IBM Rational PurifyPlus is a collection of three tools: IBM Rational PureCoverage®, IBM Rational Quantify®, and IBM Rational Purify®. These products are well suited for testers (and developers) to use in the course of testing software.

More than test automation

Even if you understood that test automation alone is not enough to declare the product under test ready for shipping, you need to make the proper investment in the design, review, and upkeep of a test harness or your customers will still manage to find those elusive defects that seem to slip into applications.

When you (as a tester or quality engineer) are given a testing task, the following are some questions to ask yourself to better understand it:

  • What do I have here?
  • What resources are available to help me complete this task?
  • Is the task going to be complete if I run all the planned tests against the application?
  • Do the automated tests exercise most of the application?
  • What else is available to help me test more thoroughly, so that I can complete my testing task?

Understanding the behavior of the application under test, and gleaning valuable information regarding how the automation is exercising it, can greatly improve testing effectiveness. This in turn reduces the number of defects that escape to your customers.

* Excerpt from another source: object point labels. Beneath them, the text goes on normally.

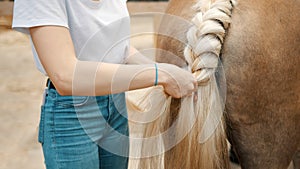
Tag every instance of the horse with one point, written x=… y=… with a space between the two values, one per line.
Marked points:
x=260 y=58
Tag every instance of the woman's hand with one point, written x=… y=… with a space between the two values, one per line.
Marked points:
x=177 y=82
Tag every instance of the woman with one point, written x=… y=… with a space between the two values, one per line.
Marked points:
x=83 y=47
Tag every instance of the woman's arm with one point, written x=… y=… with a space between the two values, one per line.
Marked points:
x=73 y=77
x=135 y=57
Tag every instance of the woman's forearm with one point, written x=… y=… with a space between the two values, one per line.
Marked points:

When testing, you should focus on finding the maximum number of defects in order to enhance the product’s quality, not just on completing a testing task.

This is runtime analysis: analyzing a running program to collect data that helps you understand the behavior of the software, and the relationships between various components in it.

Runtime analysis

In the course of software development, think of runtime analysis as an advanced debugging and testing technique.

During the execution of an application, you can collect and study the following runtime data:

  • Code coverage
  • Performance bottlenecks
  • Threading problems
  • Execution paths
  • Runtime tracing
  • Memory errors and leaks
  • The incorrect use of memory

Following are details about how the components of PurifyPlus are designed to help you accomplish this:

  • PureCoverage is for code coverage analysis: it measures how much of the product code was exercised in a test suite, and how much remains to be tested.
  • Quantify is for performance analysis: it helps find performance bottlenecks in applications.
  • Purify is for memory analysis: it is useful in finding memory leaks and incorrect use of memory in the application, which may be resulting in crashes.

PurifyPlus for Microsoft® Windows® can be used with C++, Java™, or managed code. It is also available integrated within the Microsoft® Visual Studio® .NET IDE (integrated development environment).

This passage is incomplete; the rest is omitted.